As a CS PhD student, I have asked this question before of professors on the admissions committee.
Once the applications come in, they sort them into 3 separate piles: US, India, and China. Each pile is evaluated separately, because they aren't comparable. e.g. grades and prof recommendations from the US matter a lot, whereas from China, it's hard to compare grades and prof recommendations are almost always fraudulent. (I don't know what differs about India.)
Then they accept the top ones from each pile, and try to overall choose the top students across all piles. So it's hard to compare "maybe accepts" from different piles, but they do their best.
I guess other countries (besides the big 3) get treated differently because they are more rare.
So, basically, the answer is no, being US based does not really help or hurt you.
I have heard that you have to be extremely good if you're Chinese, because if you're not, it's just too hard to compare you to people from the other piles reliably.
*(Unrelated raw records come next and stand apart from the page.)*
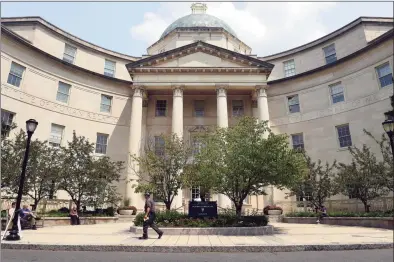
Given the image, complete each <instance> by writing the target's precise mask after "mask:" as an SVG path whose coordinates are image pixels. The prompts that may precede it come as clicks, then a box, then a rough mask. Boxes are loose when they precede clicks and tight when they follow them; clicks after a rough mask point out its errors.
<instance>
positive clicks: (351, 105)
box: [1, 17, 393, 209]
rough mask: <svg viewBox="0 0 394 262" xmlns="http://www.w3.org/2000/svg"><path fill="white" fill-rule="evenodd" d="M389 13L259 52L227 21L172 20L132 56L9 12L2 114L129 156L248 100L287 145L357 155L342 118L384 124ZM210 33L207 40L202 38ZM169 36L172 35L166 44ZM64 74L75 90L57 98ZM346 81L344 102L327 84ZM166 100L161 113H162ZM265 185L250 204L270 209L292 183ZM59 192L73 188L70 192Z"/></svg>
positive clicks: (5, 54)
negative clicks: (227, 29)
mask: <svg viewBox="0 0 394 262" xmlns="http://www.w3.org/2000/svg"><path fill="white" fill-rule="evenodd" d="M392 21H393V19H392V18H387V19H383V18H359V19H357V20H355V21H353V22H352V23H350V24H349V25H346V26H344V27H343V28H341V29H339V30H338V31H336V32H334V33H332V34H330V35H327V36H325V37H323V38H321V39H318V40H316V41H314V42H311V43H308V44H306V45H304V46H302V47H298V48H295V49H292V50H289V51H285V52H282V53H280V54H275V55H271V56H268V57H263V58H257V57H256V56H253V55H250V50H249V49H248V48H249V47H248V46H247V45H246V44H244V43H243V42H242V41H241V40H239V39H238V38H236V37H235V36H231V37H232V38H231V37H230V38H229V35H231V34H230V33H229V32H227V31H226V30H225V29H224V28H216V27H210V28H194V27H193V28H186V29H185V28H182V30H181V29H179V28H175V29H174V31H172V32H170V33H169V34H167V35H166V36H165V37H164V38H162V39H160V40H159V41H158V42H156V43H155V44H154V45H152V46H151V47H149V50H148V54H149V55H147V56H143V57H132V56H128V55H125V54H120V53H117V52H114V51H110V50H107V49H104V48H101V47H98V46H96V45H94V44H92V43H89V42H86V41H84V40H82V39H79V38H77V37H75V36H73V35H71V34H69V33H67V32H65V31H63V30H61V29H59V28H57V27H56V26H54V25H52V24H50V23H48V22H47V21H45V20H43V19H41V18H37V17H22V18H5V19H3V21H2V38H1V42H2V45H1V64H2V67H1V79H2V81H1V91H2V99H1V108H2V110H3V111H4V112H6V113H4V114H2V116H3V115H4V116H9V114H10V113H11V114H12V116H13V119H12V121H13V122H15V123H16V124H17V125H18V127H22V128H23V127H24V122H25V121H26V120H27V119H29V118H35V119H36V120H37V121H38V122H39V126H38V128H37V130H36V132H35V134H34V137H35V138H38V139H41V140H47V139H50V138H51V137H52V136H53V134H52V133H51V132H52V131H51V130H52V127H53V125H57V126H60V127H62V129H61V130H62V131H61V136H60V140H59V143H60V144H61V145H63V146H64V145H66V141H68V140H70V139H71V138H72V134H73V130H75V131H76V133H77V134H78V135H84V136H86V137H87V138H89V139H90V140H91V141H92V142H96V139H97V136H98V135H104V136H105V137H106V138H107V140H106V141H107V142H106V143H107V144H106V145H107V149H106V152H105V154H106V155H108V156H110V157H111V158H112V159H114V160H122V161H125V162H127V161H129V158H128V153H135V154H139V153H140V152H141V145H142V144H143V143H145V142H146V141H147V139H151V138H152V137H154V136H155V135H160V134H162V133H167V134H168V133H171V132H173V133H175V134H177V135H178V136H180V137H183V138H184V139H186V140H191V137H192V136H193V134H194V132H195V131H196V130H197V129H198V127H201V126H202V127H203V128H210V127H212V126H215V125H218V126H222V127H227V126H231V125H233V124H234V123H235V122H236V119H237V116H238V114H239V111H238V110H237V108H238V109H239V108H240V107H241V108H242V115H248V116H254V117H256V118H258V119H259V120H269V123H270V126H271V128H272V129H273V131H274V132H276V133H287V134H288V135H290V140H289V142H290V143H293V142H294V141H293V140H292V139H291V137H292V136H291V135H294V134H297V135H301V137H302V138H303V146H304V147H305V148H306V150H307V151H308V152H309V154H310V155H311V156H312V157H313V158H315V159H318V158H320V159H323V160H324V161H326V160H327V161H333V160H334V159H337V160H339V161H348V160H349V154H348V152H346V150H344V149H343V148H341V147H340V144H339V142H338V135H337V130H336V127H337V126H340V125H344V124H348V125H349V130H350V135H351V140H352V144H354V145H357V146H359V145H361V144H362V143H367V144H370V145H371V146H372V147H374V144H373V142H372V141H371V140H369V139H368V138H367V137H366V136H364V135H363V133H362V129H363V128H366V129H368V130H369V131H371V132H372V133H373V134H375V135H377V136H380V135H381V133H382V132H383V130H382V128H381V122H382V121H383V120H384V112H386V111H388V110H389V109H390V102H389V96H390V95H392V93H393V91H392V90H393V85H392V84H389V85H387V86H384V87H381V85H380V80H379V76H378V74H377V68H378V67H380V66H382V65H385V66H386V65H387V66H388V68H389V71H390V72H392V68H393V48H392V47H393V40H392V39H393V38H392V35H393V31H392ZM390 23H391V24H390ZM199 30H200V31H199ZM201 30H205V31H201ZM207 30H208V31H207ZM204 34H206V37H207V38H204V39H203V38H201V37H200V38H201V39H200V38H199V39H197V38H196V37H197V36H201V35H204ZM193 37H194V38H193ZM234 37H235V38H234ZM284 37H285V36H284ZM186 38H187V39H188V40H187V41H185V39H186ZM208 38H210V40H209V41H208V40H207V39H208ZM215 39H217V40H218V41H214V40H215ZM223 39H230V40H231V39H233V40H231V41H233V42H234V41H235V42H234V43H237V45H239V46H241V47H243V48H244V49H245V48H246V51H245V50H244V51H242V50H235V49H236V48H233V46H231V47H229V45H228V44H226V43H225V42H223ZM230 40H228V41H230ZM226 41H227V40H226ZM237 41H238V42H237ZM162 42H163V43H164V42H165V43H167V44H166V48H165V50H162V51H160V50H159V49H160V48H159V44H160V43H162ZM233 42H232V44H231V45H234V43H233ZM332 44H334V46H335V52H336V54H335V55H336V61H334V62H333V63H332V64H330V65H326V59H327V58H326V57H325V52H324V48H326V47H327V46H330V45H332ZM70 46H71V49H70ZM67 48H68V49H67ZM73 48H74V49H73ZM238 49H239V48H238ZM70 50H71V51H70ZM65 57H66V58H68V59H69V60H70V59H71V60H72V61H71V63H70V61H69V62H66V61H64V59H65ZM70 57H71V58H70ZM289 60H294V64H292V65H291V66H292V67H293V69H294V68H295V70H294V71H295V72H294V74H295V75H291V76H288V77H285V74H288V72H287V71H286V70H288V66H289V64H286V66H287V67H286V68H285V66H284V62H286V61H289ZM15 64H17V65H20V66H22V68H23V70H22V74H21V77H20V78H21V80H20V82H19V85H15V80H14V82H13V81H9V80H8V78H9V75H10V72H11V71H12V70H13V68H14V67H15ZM63 84H66V86H67V87H68V89H67V90H68V93H67V94H65V95H64V94H63V98H64V97H66V98H65V99H58V96H59V90H60V89H59V85H63ZM337 84H340V85H341V86H342V87H343V89H342V90H343V101H340V102H335V103H334V101H333V96H332V94H331V93H330V92H331V91H332V90H331V87H332V86H333V85H337ZM60 91H61V90H60ZM61 95H62V94H61ZM294 95H298V100H297V101H298V107H299V110H298V111H299V112H291V110H289V101H288V100H289V97H290V96H294ZM108 101H110V102H109V104H108ZM158 101H159V102H158ZM163 101H165V102H163ZM195 101H204V102H203V115H201V116H199V115H196V113H195V111H196V110H195ZM160 103H162V105H161V106H163V111H162V113H160V114H158V113H157V110H156V109H157V107H158V104H160ZM103 108H104V109H103ZM58 134H59V133H58ZM10 135H11V136H12V135H13V134H10ZM375 149H376V150H378V149H377V148H375ZM128 164H130V163H128ZM123 177H124V178H129V179H135V177H133V173H132V171H131V170H125V172H124V174H123ZM132 183H134V182H130V183H121V184H119V192H120V193H121V194H122V195H123V196H124V197H125V198H131V204H132V205H135V206H136V207H137V208H138V209H141V208H142V207H143V206H142V205H143V198H142V196H141V195H139V194H135V193H134V192H133V190H132V189H131V187H130V184H132ZM268 192H269V193H270V194H269V195H268V196H266V197H263V196H251V197H248V199H247V203H246V207H247V208H249V209H251V208H257V209H262V208H263V207H264V205H266V204H268V203H269V202H272V201H273V202H276V201H286V200H285V198H284V196H285V195H284V194H285V192H283V191H280V190H277V189H275V188H269V190H268ZM58 194H59V195H58V198H67V195H66V194H65V193H64V192H59V193H58ZM191 197H192V192H191V191H190V190H183V192H182V194H180V195H179V197H178V198H177V199H175V202H174V205H175V207H177V208H179V207H181V206H183V205H184V204H185V202H187V201H188V200H189V199H190V198H191ZM213 198H214V200H218V201H219V206H221V207H226V206H229V205H230V202H229V199H227V198H226V197H224V196H213ZM334 198H347V197H346V196H335V197H334ZM292 200H294V199H292Z"/></svg>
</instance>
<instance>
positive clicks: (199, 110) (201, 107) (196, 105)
mask: <svg viewBox="0 0 394 262" xmlns="http://www.w3.org/2000/svg"><path fill="white" fill-rule="evenodd" d="M194 116H195V117H203V116H204V100H195V101H194Z"/></svg>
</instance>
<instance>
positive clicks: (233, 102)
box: [231, 100, 244, 116]
mask: <svg viewBox="0 0 394 262" xmlns="http://www.w3.org/2000/svg"><path fill="white" fill-rule="evenodd" d="M231 104H232V107H233V116H243V115H244V101H243V100H233V101H232V102H231Z"/></svg>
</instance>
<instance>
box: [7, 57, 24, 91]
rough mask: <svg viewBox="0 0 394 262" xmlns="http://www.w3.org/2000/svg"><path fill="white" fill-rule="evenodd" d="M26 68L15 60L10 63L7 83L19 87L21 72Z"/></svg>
mask: <svg viewBox="0 0 394 262" xmlns="http://www.w3.org/2000/svg"><path fill="white" fill-rule="evenodd" d="M25 70H26V68H25V67H24V66H21V65H19V64H17V63H15V62H12V63H11V69H10V73H9V74H8V79H7V83H8V84H10V85H13V86H16V87H20V85H21V81H22V76H23V73H24V72H25Z"/></svg>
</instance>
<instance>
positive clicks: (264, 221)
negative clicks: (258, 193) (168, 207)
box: [134, 210, 268, 227]
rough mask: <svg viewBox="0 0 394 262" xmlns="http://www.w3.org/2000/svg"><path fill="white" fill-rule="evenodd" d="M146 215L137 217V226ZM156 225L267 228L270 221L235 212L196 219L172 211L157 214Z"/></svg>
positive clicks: (263, 218)
mask: <svg viewBox="0 0 394 262" xmlns="http://www.w3.org/2000/svg"><path fill="white" fill-rule="evenodd" d="M144 215H145V214H144V213H139V214H138V215H137V216H136V218H135V220H134V224H135V225H136V226H142V224H143V222H144ZM156 223H157V224H158V226H162V227H252V226H266V225H267V223H268V219H267V217H266V216H262V215H255V216H253V215H252V216H241V217H237V216H236V214H235V212H232V213H231V212H227V213H225V214H219V216H218V218H212V219H195V218H189V217H188V216H187V215H185V214H181V213H178V212H177V211H173V210H171V211H163V212H157V213H156Z"/></svg>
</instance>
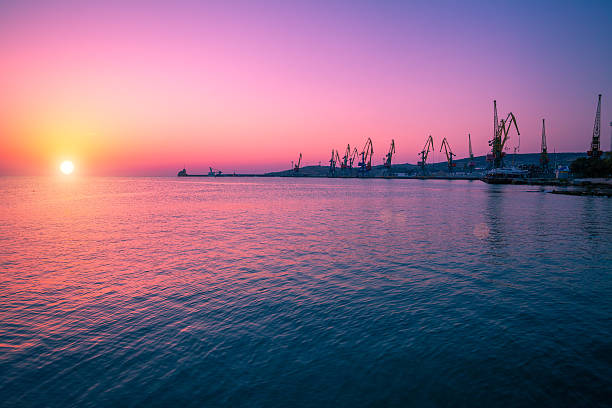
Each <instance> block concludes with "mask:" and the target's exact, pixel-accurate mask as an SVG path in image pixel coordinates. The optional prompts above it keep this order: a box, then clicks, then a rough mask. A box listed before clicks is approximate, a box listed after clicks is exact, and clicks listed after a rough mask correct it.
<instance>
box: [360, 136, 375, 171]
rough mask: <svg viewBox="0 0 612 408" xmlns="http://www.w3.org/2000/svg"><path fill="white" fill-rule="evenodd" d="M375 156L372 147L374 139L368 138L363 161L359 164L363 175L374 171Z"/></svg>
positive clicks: (365, 144)
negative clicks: (373, 158) (370, 170)
mask: <svg viewBox="0 0 612 408" xmlns="http://www.w3.org/2000/svg"><path fill="white" fill-rule="evenodd" d="M373 155H374V146H373V145H372V139H370V138H369V137H368V140H366V144H365V145H364V146H363V150H362V151H361V161H360V162H359V167H360V168H361V172H362V173H365V172H366V171H370V170H372V156H373Z"/></svg>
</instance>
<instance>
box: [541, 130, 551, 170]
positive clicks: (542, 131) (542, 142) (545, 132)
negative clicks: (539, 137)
mask: <svg viewBox="0 0 612 408" xmlns="http://www.w3.org/2000/svg"><path fill="white" fill-rule="evenodd" d="M549 161H550V160H549V158H548V148H547V147H546V124H545V123H544V119H542V151H541V152H540V167H541V168H542V170H543V171H544V172H548V163H549Z"/></svg>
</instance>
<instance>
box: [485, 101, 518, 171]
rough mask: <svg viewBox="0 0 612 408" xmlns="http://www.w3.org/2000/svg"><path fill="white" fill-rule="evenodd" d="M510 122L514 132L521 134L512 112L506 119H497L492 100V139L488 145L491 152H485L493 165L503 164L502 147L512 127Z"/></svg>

Obviously, this story is highly anecdotal. I'm sure other departments have other ways of handling the problem of compraring people from different educational systems.
Speaking english is a certainly a plus, but it seems outweighed by all the other benefits to the advisors that a foreign student brings.
(Full disclosure: I'm an American who's going to apply next year to PhD programs.)
But, more likely to be pressured by their family into a "prestigious" career that they aren't really interested in, more likely to have the additional pressure of supporting a wife and be thinking about kids, more likely to be unable to learn how to write research papers well in English (this is surprisingly hard)...
Also, I've definitely seen people from abroad use American grad school as a temporary stepping stone to get a job at a big company (like Microsoft) that will deal with the visa stuff. Not saying they were planning it all along, but it happens.
Of all the above, I think the "being able to write polished, professional, technical research papers" is by far the biggest risk factor that neutralizes the benefits of foreign students that you mentioned.
It feels like the main difference here is that the admissions committee looks for evidence of high/low English proficiency. There are also plenty of things other than grades to look at -- test scores, research experience, interests that match faculty here, etc.
That said, how do you judge the English proficiency of someone from India or China, without meeting them and working with them?
They make them take standardized tests that show very basic English skills, but I think you can't really judge that well in terms of doing high-quality writing and good interpersonal communication.